Similar to the primary tumor, such local relapses are subjected to surgical therapy. If after the initial treatment the lymph nodes remain unaffected, then in the event of a relapse the disease may affect them. In this case, swelling is noted in the area where they are located. Therapy in such cases consists of lymph node dissection.

Recurrence of melanoma can also develop in all distant organs, most often the brain, lungs, and liver. It is advisable for patients undergoing treatment for relapse to participate in clinical trials of new drugs.

So to whom and when is dermatoscopy indicated?

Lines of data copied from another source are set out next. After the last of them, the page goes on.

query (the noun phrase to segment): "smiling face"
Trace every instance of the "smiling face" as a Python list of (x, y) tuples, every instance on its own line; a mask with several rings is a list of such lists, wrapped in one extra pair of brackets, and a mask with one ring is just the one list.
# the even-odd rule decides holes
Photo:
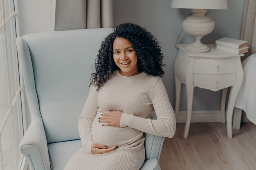
[(138, 57), (132, 44), (127, 39), (117, 37), (113, 42), (114, 61), (125, 76), (132, 76), (140, 73), (138, 70)]

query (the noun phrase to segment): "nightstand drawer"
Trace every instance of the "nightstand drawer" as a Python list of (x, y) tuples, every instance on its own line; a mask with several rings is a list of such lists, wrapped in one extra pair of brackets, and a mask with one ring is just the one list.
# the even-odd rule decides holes
[(194, 86), (217, 91), (233, 86), (236, 79), (236, 73), (221, 75), (194, 74)]
[(225, 59), (196, 58), (194, 73), (221, 74), (236, 73), (235, 58)]

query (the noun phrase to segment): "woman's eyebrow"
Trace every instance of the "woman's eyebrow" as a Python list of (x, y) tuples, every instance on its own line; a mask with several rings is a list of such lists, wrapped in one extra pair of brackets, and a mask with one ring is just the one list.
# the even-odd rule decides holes
[[(130, 46), (124, 49), (129, 49), (129, 48), (132, 48), (132, 49), (133, 48), (133, 47), (132, 47), (132, 46)], [(113, 49), (113, 50), (119, 50), (119, 49)]]

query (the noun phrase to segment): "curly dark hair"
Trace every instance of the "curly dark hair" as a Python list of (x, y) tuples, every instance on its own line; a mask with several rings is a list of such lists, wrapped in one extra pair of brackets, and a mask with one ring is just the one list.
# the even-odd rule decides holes
[(162, 67), (166, 64), (163, 64), (164, 56), (156, 38), (146, 29), (136, 24), (125, 23), (117, 26), (114, 32), (102, 42), (94, 64), (96, 72), (91, 74), (92, 80), (89, 87), (94, 84), (99, 91), (111, 77), (114, 71), (118, 69), (113, 57), (113, 42), (118, 37), (128, 40), (132, 45), (138, 58), (139, 71), (144, 71), (147, 74), (155, 76), (164, 75), (164, 71)]

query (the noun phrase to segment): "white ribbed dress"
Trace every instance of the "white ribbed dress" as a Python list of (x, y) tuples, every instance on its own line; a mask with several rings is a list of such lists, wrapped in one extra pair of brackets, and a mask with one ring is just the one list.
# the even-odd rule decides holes
[[(143, 132), (172, 137), (175, 130), (173, 110), (162, 79), (144, 72), (127, 77), (114, 71), (99, 92), (91, 88), (79, 118), (83, 147), (70, 159), (65, 170), (138, 170), (145, 159)], [(149, 119), (154, 106), (157, 120)], [(103, 113), (121, 111), (121, 127), (103, 126)], [(93, 155), (93, 142), (117, 145), (108, 153)]]

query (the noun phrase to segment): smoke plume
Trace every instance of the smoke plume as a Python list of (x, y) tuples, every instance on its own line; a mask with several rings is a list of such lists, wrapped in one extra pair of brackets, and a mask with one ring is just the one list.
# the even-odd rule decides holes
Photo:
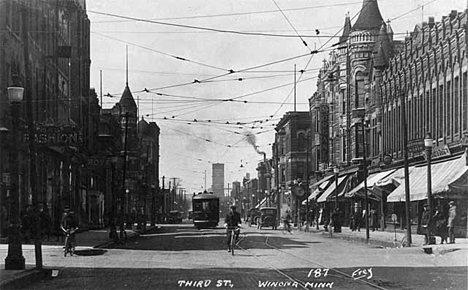
[(260, 151), (260, 150), (258, 149), (257, 140), (256, 140), (254, 134), (252, 134), (252, 133), (247, 133), (247, 134), (246, 134), (246, 138), (247, 138), (247, 142), (248, 142), (250, 145), (253, 146), (253, 148), (255, 149), (255, 151), (256, 151), (258, 154), (260, 154), (260, 155), (265, 155), (265, 152)]

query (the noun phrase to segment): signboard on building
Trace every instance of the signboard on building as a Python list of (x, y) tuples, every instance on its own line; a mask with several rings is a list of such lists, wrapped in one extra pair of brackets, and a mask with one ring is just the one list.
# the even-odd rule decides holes
[[(24, 139), (29, 140), (27, 133)], [(81, 129), (73, 126), (39, 125), (34, 139), (37, 146), (79, 147), (83, 145)]]
[(408, 153), (421, 153), (424, 151), (424, 139), (413, 139), (408, 141)]

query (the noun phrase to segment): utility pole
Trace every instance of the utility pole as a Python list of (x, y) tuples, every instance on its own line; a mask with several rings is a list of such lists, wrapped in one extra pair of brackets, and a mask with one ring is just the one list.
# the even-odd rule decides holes
[[(26, 99), (26, 115), (28, 121), (28, 135), (29, 135), (29, 181), (32, 193), (32, 203), (34, 209), (34, 252), (36, 257), (36, 268), (42, 269), (42, 237), (41, 237), (41, 223), (39, 218), (39, 191), (37, 190), (37, 170), (36, 170), (36, 148), (35, 148), (35, 127), (34, 127), (34, 114), (32, 105), (32, 85), (31, 85), (31, 67), (29, 65), (29, 12), (26, 6), (22, 8), (23, 14), (23, 57), (24, 57), (24, 74), (26, 77), (25, 99)], [(16, 134), (17, 132), (14, 132)], [(13, 144), (16, 146), (17, 144)]]
[[(406, 81), (406, 80), (405, 80)], [(406, 98), (405, 92), (401, 93), (401, 126), (403, 127), (403, 150), (405, 164), (405, 214), (406, 214), (406, 240), (408, 247), (411, 246), (411, 200), (409, 188), (409, 162), (408, 162), (408, 124), (406, 123)]]
[(174, 196), (172, 197), (171, 210), (173, 210), (173, 209), (174, 209), (174, 202), (175, 202), (175, 195), (176, 195), (176, 192), (177, 192), (177, 184), (176, 184), (176, 179), (177, 179), (177, 177), (173, 177), (173, 178), (171, 178), (171, 179), (173, 180), (173, 185), (172, 185), (172, 189), (173, 189), (173, 190), (172, 190), (171, 192), (172, 192), (172, 194), (174, 195)]
[(120, 193), (120, 208), (119, 208), (119, 214), (120, 214), (120, 240), (122, 241), (124, 238), (125, 234), (125, 229), (124, 229), (124, 200), (126, 199), (126, 192), (125, 192), (125, 180), (127, 178), (127, 137), (128, 137), (128, 117), (129, 113), (125, 113), (125, 136), (124, 136), (124, 156), (123, 156), (123, 170), (122, 170), (122, 189)]
[(164, 184), (165, 184), (165, 181), (164, 181), (164, 180), (165, 180), (165, 179), (166, 179), (166, 177), (163, 176), (163, 180), (162, 180), (162, 184), (163, 184), (163, 185), (162, 185), (162, 192), (163, 192), (163, 204), (164, 204), (164, 212), (163, 212), (163, 214), (164, 214), (164, 216), (167, 214), (167, 197), (166, 197), (166, 189), (164, 188), (164, 186), (165, 186), (165, 185), (164, 185)]

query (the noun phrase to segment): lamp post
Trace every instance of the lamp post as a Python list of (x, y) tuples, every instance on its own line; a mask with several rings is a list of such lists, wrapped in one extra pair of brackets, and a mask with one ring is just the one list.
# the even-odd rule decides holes
[(18, 168), (18, 130), (19, 110), (23, 100), (24, 88), (15, 84), (8, 88), (8, 99), (10, 101), (12, 116), (12, 146), (10, 157), (10, 220), (8, 227), (8, 255), (5, 258), (5, 270), (24, 270), (25, 259), (21, 247), (20, 216), (19, 216), (19, 168)]
[(424, 147), (426, 147), (426, 158), (427, 158), (427, 205), (429, 207), (429, 216), (432, 215), (432, 180), (431, 180), (432, 145), (433, 145), (433, 140), (431, 137), (431, 133), (427, 133), (426, 138), (424, 138)]
[(309, 231), (309, 134), (306, 135), (306, 227)]
[(333, 168), (333, 172), (335, 173), (335, 209), (338, 208), (338, 174), (340, 173), (340, 169), (336, 166)]
[(367, 143), (366, 143), (366, 125), (365, 118), (361, 119), (362, 126), (362, 167), (364, 172), (364, 203), (366, 205), (366, 243), (369, 243), (369, 205), (367, 197)]

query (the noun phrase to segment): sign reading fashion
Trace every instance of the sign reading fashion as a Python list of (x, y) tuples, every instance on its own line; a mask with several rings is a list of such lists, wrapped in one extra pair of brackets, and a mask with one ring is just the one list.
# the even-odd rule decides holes
[[(25, 134), (28, 140), (29, 135)], [(35, 142), (38, 146), (81, 146), (83, 133), (78, 127), (71, 126), (38, 126)]]

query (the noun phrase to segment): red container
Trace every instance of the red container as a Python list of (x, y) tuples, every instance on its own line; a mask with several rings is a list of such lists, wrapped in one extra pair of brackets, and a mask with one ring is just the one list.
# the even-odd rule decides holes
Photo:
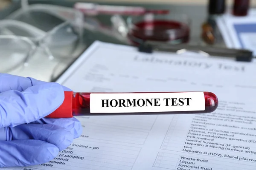
[(135, 44), (145, 40), (172, 44), (188, 42), (190, 20), (185, 14), (146, 14), (128, 18), (128, 37)]
[(234, 0), (233, 14), (237, 16), (247, 15), (250, 7), (250, 0)]

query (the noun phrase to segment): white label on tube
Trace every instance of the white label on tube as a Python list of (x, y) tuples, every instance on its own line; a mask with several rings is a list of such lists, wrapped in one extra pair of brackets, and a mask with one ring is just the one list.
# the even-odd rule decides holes
[(91, 113), (204, 110), (203, 92), (91, 94)]

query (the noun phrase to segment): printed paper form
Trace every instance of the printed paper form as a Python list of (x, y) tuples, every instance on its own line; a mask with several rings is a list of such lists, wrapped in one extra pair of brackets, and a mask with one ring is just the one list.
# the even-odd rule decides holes
[[(112, 51), (108, 51), (111, 47)], [(95, 44), (85, 53), (87, 60), (82, 66), (66, 81), (61, 79), (59, 82), (78, 92), (210, 91), (220, 100), (218, 109), (204, 115), (81, 117), (82, 135), (55, 159), (43, 165), (6, 169), (255, 169), (256, 92), (253, 86), (244, 86), (245, 79), (239, 80), (254, 72), (251, 65), (212, 60), (207, 62), (212, 66), (207, 72), (200, 66), (203, 64), (179, 67), (136, 64), (132, 57), (126, 56), (136, 53), (135, 51), (119, 47)], [(186, 63), (204, 61), (158, 57)], [(228, 65), (227, 74), (219, 71), (216, 63)], [(235, 68), (234, 74), (229, 70), (234, 68), (243, 68), (243, 71)], [(206, 76), (213, 72), (222, 74), (208, 79)], [(231, 82), (228, 77), (232, 76), (236, 76), (237, 82)], [(205, 78), (197, 79), (202, 77)], [(250, 80), (252, 83), (253, 80)]]

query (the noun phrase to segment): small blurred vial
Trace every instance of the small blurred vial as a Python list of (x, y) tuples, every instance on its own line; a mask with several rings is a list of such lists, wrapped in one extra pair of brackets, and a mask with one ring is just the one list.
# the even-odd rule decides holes
[(233, 15), (237, 16), (247, 15), (250, 7), (250, 0), (234, 0)]
[(209, 0), (208, 9), (210, 15), (223, 14), (226, 11), (226, 0)]

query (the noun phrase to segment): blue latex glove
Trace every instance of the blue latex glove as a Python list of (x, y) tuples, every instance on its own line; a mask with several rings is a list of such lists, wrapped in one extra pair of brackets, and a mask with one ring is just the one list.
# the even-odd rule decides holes
[(44, 118), (70, 89), (56, 83), (0, 74), (0, 167), (47, 162), (82, 132), (75, 118)]

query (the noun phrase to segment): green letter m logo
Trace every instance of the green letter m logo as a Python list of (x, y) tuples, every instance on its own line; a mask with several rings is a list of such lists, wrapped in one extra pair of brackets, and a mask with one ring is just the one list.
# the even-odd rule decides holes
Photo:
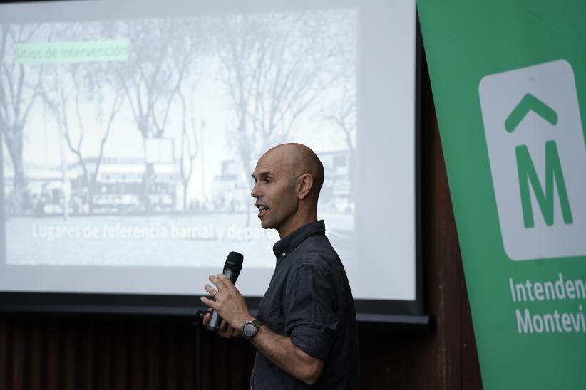
[(573, 222), (570, 202), (567, 199), (567, 191), (564, 182), (564, 174), (560, 164), (560, 156), (557, 147), (554, 141), (545, 142), (545, 193), (539, 181), (535, 167), (529, 155), (526, 145), (520, 145), (515, 149), (517, 154), (517, 170), (519, 174), (519, 189), (521, 193), (521, 205), (523, 211), (523, 223), (525, 228), (535, 226), (533, 209), (531, 207), (531, 197), (529, 194), (529, 185), (533, 189), (535, 199), (545, 224), (550, 226), (553, 224), (553, 182), (557, 186), (557, 194), (562, 206), (562, 214), (564, 222), (571, 224)]

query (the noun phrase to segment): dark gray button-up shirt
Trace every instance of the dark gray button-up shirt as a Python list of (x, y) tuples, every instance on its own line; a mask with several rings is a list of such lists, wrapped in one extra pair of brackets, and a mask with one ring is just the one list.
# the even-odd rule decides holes
[(291, 337), (307, 354), (324, 361), (309, 386), (257, 352), (250, 384), (255, 390), (357, 389), (360, 364), (356, 312), (344, 266), (325, 235), (323, 221), (305, 225), (273, 247), (277, 265), (259, 305), (258, 319)]

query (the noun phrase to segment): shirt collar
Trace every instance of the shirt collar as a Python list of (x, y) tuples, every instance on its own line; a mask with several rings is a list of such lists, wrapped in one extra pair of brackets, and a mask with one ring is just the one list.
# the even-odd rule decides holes
[(316, 233), (326, 231), (326, 225), (323, 220), (310, 222), (289, 233), (287, 237), (277, 241), (272, 247), (277, 261), (284, 258), (293, 251), (305, 238)]

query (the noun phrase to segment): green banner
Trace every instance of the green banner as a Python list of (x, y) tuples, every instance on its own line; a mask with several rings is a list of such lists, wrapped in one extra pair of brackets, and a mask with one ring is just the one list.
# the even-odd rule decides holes
[(586, 2), (418, 0), (484, 389), (586, 389)]
[(43, 63), (125, 61), (128, 43), (123, 39), (70, 42), (28, 42), (14, 45), (14, 63)]

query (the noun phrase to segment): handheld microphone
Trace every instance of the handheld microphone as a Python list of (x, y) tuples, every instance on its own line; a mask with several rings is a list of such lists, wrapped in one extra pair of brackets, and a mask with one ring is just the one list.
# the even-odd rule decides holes
[[(228, 257), (226, 258), (226, 262), (224, 263), (224, 270), (222, 271), (222, 273), (227, 276), (232, 283), (236, 283), (236, 279), (240, 275), (240, 270), (242, 269), (242, 261), (244, 261), (244, 256), (238, 252), (230, 252), (228, 253)], [(220, 330), (220, 322), (221, 320), (222, 317), (217, 315), (215, 310), (213, 310), (212, 312), (212, 318), (207, 325), (207, 329), (217, 332)]]

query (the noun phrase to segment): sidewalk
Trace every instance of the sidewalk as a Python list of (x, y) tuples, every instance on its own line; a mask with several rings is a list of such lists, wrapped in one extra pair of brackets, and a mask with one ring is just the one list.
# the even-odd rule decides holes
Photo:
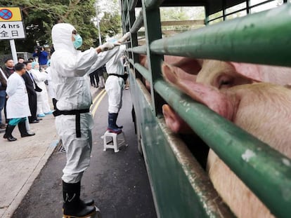
[(22, 138), (18, 127), (8, 142), (0, 133), (0, 217), (11, 217), (58, 143), (54, 117), (47, 115), (38, 123), (30, 124), (35, 135)]
[[(91, 88), (92, 96), (98, 89)], [(52, 107), (51, 107), (52, 108)], [(0, 217), (9, 218), (30, 190), (58, 142), (52, 114), (30, 124), (35, 135), (22, 138), (18, 127), (8, 142), (0, 131)]]

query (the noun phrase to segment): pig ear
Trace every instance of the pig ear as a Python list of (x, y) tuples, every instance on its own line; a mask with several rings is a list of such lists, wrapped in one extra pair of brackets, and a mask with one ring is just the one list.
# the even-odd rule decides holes
[(162, 106), (162, 114), (167, 125), (174, 132), (179, 133), (193, 132), (189, 125), (169, 107), (169, 104)]
[(165, 56), (164, 62), (189, 74), (197, 75), (201, 70), (202, 60), (190, 57)]
[(263, 81), (263, 75), (259, 65), (232, 62), (228, 63), (233, 66), (238, 74), (257, 82)]

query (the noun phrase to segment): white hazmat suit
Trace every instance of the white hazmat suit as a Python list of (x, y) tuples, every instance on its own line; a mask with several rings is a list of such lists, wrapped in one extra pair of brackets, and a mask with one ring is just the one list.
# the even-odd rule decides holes
[(124, 67), (121, 57), (125, 51), (125, 45), (119, 48), (118, 53), (106, 63), (106, 71), (109, 75), (105, 83), (105, 90), (108, 95), (108, 112), (118, 113), (122, 106), (122, 90), (124, 80), (122, 77), (110, 74), (124, 75)]
[[(101, 67), (116, 52), (96, 53), (95, 48), (81, 52), (72, 41), (75, 27), (66, 23), (56, 25), (52, 29), (55, 52), (51, 58), (51, 79), (54, 84), (57, 108), (60, 111), (88, 109), (92, 103), (86, 74), (91, 67)], [(76, 135), (76, 115), (56, 117), (57, 132), (67, 152), (67, 163), (62, 179), (67, 183), (81, 180), (89, 167), (92, 147), (91, 129), (93, 122), (90, 112), (79, 114), (81, 136)]]

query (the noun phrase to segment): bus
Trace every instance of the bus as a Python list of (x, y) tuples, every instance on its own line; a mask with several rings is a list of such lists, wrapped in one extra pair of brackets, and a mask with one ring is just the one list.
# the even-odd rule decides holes
[[(202, 17), (161, 19), (162, 10), (181, 8)], [(291, 217), (291, 160), (170, 86), (161, 71), (164, 55), (291, 67), (290, 11), (287, 0), (121, 0), (123, 32), (131, 33), (133, 118), (158, 217), (235, 217), (205, 170), (209, 148), (275, 217)], [(172, 132), (164, 104), (198, 137)], [(242, 164), (247, 150), (256, 158)]]

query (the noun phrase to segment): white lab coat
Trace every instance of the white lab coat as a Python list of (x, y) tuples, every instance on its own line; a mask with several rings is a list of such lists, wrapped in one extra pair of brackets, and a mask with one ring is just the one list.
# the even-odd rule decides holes
[[(118, 53), (115, 54), (106, 64), (106, 71), (108, 74), (124, 74), (124, 67), (122, 57), (125, 50), (125, 46), (120, 46)], [(122, 107), (122, 90), (124, 80), (121, 77), (110, 76), (106, 80), (105, 88), (108, 95), (108, 112), (118, 113)]]
[(23, 118), (31, 116), (28, 95), (22, 77), (14, 72), (7, 81), (7, 118)]
[[(100, 67), (117, 50), (97, 54), (93, 48), (81, 52), (72, 41), (75, 27), (60, 23), (52, 29), (55, 52), (51, 58), (51, 73), (54, 84), (56, 104), (59, 110), (89, 109), (92, 100), (86, 74), (93, 64)], [(100, 58), (100, 63), (98, 60)], [(60, 115), (56, 117), (56, 127), (67, 152), (67, 163), (63, 170), (62, 179), (67, 183), (81, 180), (89, 167), (92, 147), (91, 131), (93, 122), (91, 113), (81, 114), (81, 137), (76, 137), (75, 116)]]
[(48, 74), (45, 72), (40, 72), (37, 69), (32, 69), (30, 70), (33, 79), (37, 86), (41, 88), (41, 92), (37, 93), (37, 114), (43, 114), (51, 111), (48, 104), (48, 92), (46, 91), (46, 85), (44, 81), (48, 79)]

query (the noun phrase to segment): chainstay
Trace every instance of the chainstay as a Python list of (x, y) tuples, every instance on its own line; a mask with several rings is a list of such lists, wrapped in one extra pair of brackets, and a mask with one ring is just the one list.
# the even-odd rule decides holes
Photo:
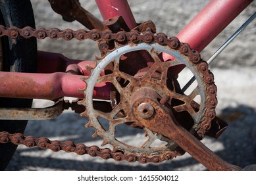
[[(8, 36), (13, 39), (18, 38), (19, 36), (25, 38), (36, 37), (39, 39), (45, 37), (53, 39), (62, 38), (67, 41), (73, 38), (80, 41), (87, 39), (99, 41), (114, 40), (123, 45), (128, 43), (136, 44), (141, 42), (147, 43), (156, 42), (161, 45), (168, 45), (181, 54), (188, 57), (191, 64), (196, 65), (198, 70), (203, 74), (203, 79), (207, 84), (205, 87), (207, 87), (206, 91), (209, 98), (207, 102), (207, 108), (205, 117), (200, 126), (195, 127), (201, 138), (203, 138), (205, 133), (211, 128), (211, 120), (215, 117), (215, 108), (217, 104), (217, 99), (216, 97), (217, 87), (214, 84), (213, 75), (209, 72), (208, 64), (201, 59), (199, 53), (192, 50), (188, 44), (181, 43), (177, 37), (169, 37), (165, 34), (154, 34), (150, 31), (140, 32), (137, 30), (132, 30), (129, 32), (120, 31), (113, 33), (109, 30), (104, 31), (78, 30), (74, 31), (70, 29), (60, 30), (57, 28), (34, 29), (31, 27), (25, 27), (21, 29), (14, 26), (6, 28), (0, 25), (0, 37), (3, 36)], [(68, 152), (74, 152), (80, 155), (88, 154), (93, 157), (100, 156), (104, 159), (112, 158), (116, 161), (127, 160), (128, 162), (139, 160), (141, 163), (158, 163), (172, 159), (178, 155), (184, 154), (183, 150), (178, 150), (177, 149), (174, 151), (166, 150), (163, 154), (155, 154), (149, 157), (144, 154), (138, 155), (124, 152), (113, 152), (109, 149), (101, 149), (97, 146), (87, 147), (84, 144), (75, 144), (71, 141), (60, 142), (59, 141), (50, 141), (46, 137), (35, 138), (32, 136), (26, 137), (21, 133), (11, 134), (5, 131), (0, 132), (0, 143), (7, 143), (9, 142), (16, 145), (24, 145), (28, 147), (38, 146), (41, 149), (49, 149), (53, 151), (63, 150)]]

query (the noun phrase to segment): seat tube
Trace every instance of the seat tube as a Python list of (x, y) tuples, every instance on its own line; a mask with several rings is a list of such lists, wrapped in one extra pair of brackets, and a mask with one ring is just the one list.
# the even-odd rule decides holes
[(127, 0), (95, 0), (104, 20), (122, 16), (130, 30), (137, 26)]

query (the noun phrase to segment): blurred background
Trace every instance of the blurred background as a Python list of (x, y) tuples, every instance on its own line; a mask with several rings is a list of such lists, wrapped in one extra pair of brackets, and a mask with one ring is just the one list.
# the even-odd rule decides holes
[[(61, 30), (84, 28), (78, 22), (64, 22), (52, 11), (47, 0), (32, 0), (36, 27)], [(210, 1), (199, 0), (128, 0), (137, 22), (152, 20), (157, 32), (169, 36), (176, 35)], [(82, 5), (102, 19), (93, 0), (80, 0)], [(253, 2), (204, 51), (201, 57), (207, 60), (216, 50), (255, 12)], [(203, 140), (209, 149), (227, 162), (242, 168), (256, 164), (256, 21), (253, 22), (217, 58), (210, 69), (218, 87), (217, 116), (229, 127), (217, 139)], [(46, 38), (38, 40), (38, 50), (62, 53), (73, 59), (93, 60), (99, 56), (97, 43), (90, 40), (69, 41)], [(45, 106), (44, 101), (35, 101), (34, 106)], [(65, 111), (55, 120), (29, 122), (26, 135), (45, 136), (51, 140), (71, 140), (86, 145), (100, 145), (100, 139), (93, 139), (94, 131), (84, 126), (88, 120), (71, 111)], [(120, 130), (122, 131), (122, 130)], [(134, 131), (120, 133), (129, 143), (141, 135)], [(141, 164), (138, 162), (116, 162), (88, 155), (78, 156), (63, 151), (53, 152), (38, 148), (19, 146), (7, 170), (205, 170), (188, 154), (159, 164)]]

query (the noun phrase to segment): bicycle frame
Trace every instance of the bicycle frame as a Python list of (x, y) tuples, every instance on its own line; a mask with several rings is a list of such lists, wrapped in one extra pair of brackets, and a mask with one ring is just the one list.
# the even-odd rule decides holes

Let us immediately make a reservation that dermatoscopy is a completely uncomplicated, non-invasive method for the patient, taking a few seconds of time for each neoplasm. There are risk groups in which the likelihood of melanomas is higher and for whom dermatoscopy is indicated necessarily and regularly (usually 1-2 times a year). This:

  • Patients who have already had melanoma removed;
  • Close blood relatives of people who have been diagnosed with melanoma;
  • Patients with multiple (more than 50) clinically atypical nevi, especially if there was a history of histologically confirmed dysplastic nevi.

Patients outside the risk group are advised to have a one-time visit to a dermato-oncologist with an examination of all formations in ALL areas of the skin (including hard-to-reach ones: soles, buttocks, mammary glands, etc.) to assess existing formations. Subsequently, the person independently examines himself at a certain frequency (usually once a month) and turns to a dermato-oncologist only if new or any changes to existing formations appear.